Clifton designed the store's logo, a shallop, a type of boat that operated on the Connecticut River by early settlers that moved north from Wethersfield, Connecticut. The design followed the store as it relocated to ever larger locations several times and served as the logo of the store until its closure in 1998. When Johnson was not travelling, he visited the store every Tuesday and Friday and even though Henry was the owner, the two were close and Clifton served as an advisor and silent partner. Clifton sponsored art exhibits featuring many artists. Edward Walton who managed the art supplies department co-maintained the gallery. Johnson's two sons, Arthur and Roger bought the store from Henry in 1922 becoming the first members of the second generation to own the store which remained in the family until its closure in 1998.

==Philanthropic work and community involvement==
Johnson donated time and money to a number of local endeavors. Beside sitting on the school committee and writing an account of the local one-room schoolhouse (The Country School, 1895), he published a book on the history of his town, Historic Hadley: quarter millennial souvenir, 1659–1909 (1909) and made numerous donations to the local First Congregational church including a $10,000 (well in excess of $100,000 in 2018) donation he made for the church's renovations without mentioning the gift to his family.

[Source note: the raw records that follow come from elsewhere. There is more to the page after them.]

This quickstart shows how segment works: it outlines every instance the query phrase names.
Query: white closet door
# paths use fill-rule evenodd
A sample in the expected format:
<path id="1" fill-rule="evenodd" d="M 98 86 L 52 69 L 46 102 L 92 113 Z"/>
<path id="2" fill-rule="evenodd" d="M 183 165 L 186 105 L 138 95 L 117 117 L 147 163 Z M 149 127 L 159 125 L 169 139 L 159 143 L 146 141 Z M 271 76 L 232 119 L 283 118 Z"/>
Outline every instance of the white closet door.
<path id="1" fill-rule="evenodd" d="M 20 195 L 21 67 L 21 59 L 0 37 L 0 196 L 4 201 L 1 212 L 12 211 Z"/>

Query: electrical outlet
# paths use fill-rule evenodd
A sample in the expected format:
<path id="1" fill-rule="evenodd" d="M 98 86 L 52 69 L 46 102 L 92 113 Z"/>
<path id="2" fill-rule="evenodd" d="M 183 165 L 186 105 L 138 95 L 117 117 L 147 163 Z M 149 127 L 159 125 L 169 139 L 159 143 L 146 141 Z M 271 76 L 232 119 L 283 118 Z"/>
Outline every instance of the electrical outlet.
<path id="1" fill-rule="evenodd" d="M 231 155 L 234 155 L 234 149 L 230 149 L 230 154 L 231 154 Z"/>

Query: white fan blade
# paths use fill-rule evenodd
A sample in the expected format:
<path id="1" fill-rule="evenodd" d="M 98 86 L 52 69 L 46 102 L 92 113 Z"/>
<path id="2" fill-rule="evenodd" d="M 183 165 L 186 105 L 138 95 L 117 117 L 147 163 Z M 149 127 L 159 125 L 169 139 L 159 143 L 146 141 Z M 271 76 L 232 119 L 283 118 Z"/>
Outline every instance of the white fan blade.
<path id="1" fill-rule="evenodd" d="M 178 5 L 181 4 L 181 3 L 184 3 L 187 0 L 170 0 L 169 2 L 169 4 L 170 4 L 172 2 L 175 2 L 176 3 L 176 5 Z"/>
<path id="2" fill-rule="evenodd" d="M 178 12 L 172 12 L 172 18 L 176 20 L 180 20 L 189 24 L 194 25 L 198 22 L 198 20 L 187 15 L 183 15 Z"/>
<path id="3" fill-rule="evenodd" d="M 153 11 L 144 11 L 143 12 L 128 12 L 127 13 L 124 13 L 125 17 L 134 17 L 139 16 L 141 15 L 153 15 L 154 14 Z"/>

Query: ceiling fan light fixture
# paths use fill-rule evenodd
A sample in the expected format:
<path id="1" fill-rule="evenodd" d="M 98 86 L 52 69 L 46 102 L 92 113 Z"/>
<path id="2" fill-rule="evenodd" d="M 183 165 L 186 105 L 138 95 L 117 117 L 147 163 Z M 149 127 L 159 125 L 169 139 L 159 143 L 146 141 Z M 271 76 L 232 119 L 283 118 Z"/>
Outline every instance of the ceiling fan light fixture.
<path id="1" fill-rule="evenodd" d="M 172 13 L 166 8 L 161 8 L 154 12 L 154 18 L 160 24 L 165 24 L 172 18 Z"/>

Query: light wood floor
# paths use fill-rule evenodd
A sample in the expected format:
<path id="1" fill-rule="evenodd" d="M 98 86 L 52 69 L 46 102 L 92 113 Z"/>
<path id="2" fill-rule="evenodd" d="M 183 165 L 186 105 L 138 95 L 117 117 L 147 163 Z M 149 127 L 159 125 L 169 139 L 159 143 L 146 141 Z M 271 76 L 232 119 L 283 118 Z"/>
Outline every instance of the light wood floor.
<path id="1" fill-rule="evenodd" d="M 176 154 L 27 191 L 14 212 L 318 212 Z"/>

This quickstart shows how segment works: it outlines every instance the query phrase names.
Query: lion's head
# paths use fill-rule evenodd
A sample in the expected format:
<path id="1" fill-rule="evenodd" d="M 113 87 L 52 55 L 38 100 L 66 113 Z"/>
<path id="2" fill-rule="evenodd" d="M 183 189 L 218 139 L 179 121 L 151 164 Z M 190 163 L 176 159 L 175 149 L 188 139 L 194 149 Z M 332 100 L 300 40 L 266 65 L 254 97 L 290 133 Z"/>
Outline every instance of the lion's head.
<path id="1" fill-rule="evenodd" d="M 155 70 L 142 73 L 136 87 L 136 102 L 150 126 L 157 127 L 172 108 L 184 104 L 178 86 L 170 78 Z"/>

Clifton and Henry collaborated to open a farm museum in 1930 after Henry's collection of farm-related antiques outgrew his house, garage, and Clifton's barn spaces. The two brothers wanted to showcase items significant to labor in the fields. Dr. James Huntington of Boston, who spent his summers in Northern Hadley on his family's estate, offered his family's 53 x 66 ft. barn dating back to 1782 as a gift. Against the recommendations of architects and experts, instead of disassembling and reassembling the barn in its new location, the brothers moved the building as a whole over winter and spring. The building was dedicated on May 27, 1930, supposedly on the date of its raising in 1782, with ceremonies held at the meetinghouse.

==Legacy==
Three of Johnson's photographs from Highways and Byways of the South (1902) inspired poet Natasha Trethewey to write "Three Photographs," a poem about each of the photographs and each written from a different point of view: Daybook, April 1901 from the photographer's, Cabbage Vendor from the subject's, and Wash Women, from the poet's own. Trethewey was “overwhelmed by their—the subject, the black people’s—gaze that comes out of those photographs though time to look at me." She felt "compelled and responsible to speak about the connection that I have with them." Johnson's photograph Barred Door; Rocky Hill Meeting House, c. 1910 was featured in American photography, 1890–1965, an exhibit by the Museum of Modern Art in New York which also toured Europe in 1995–1997.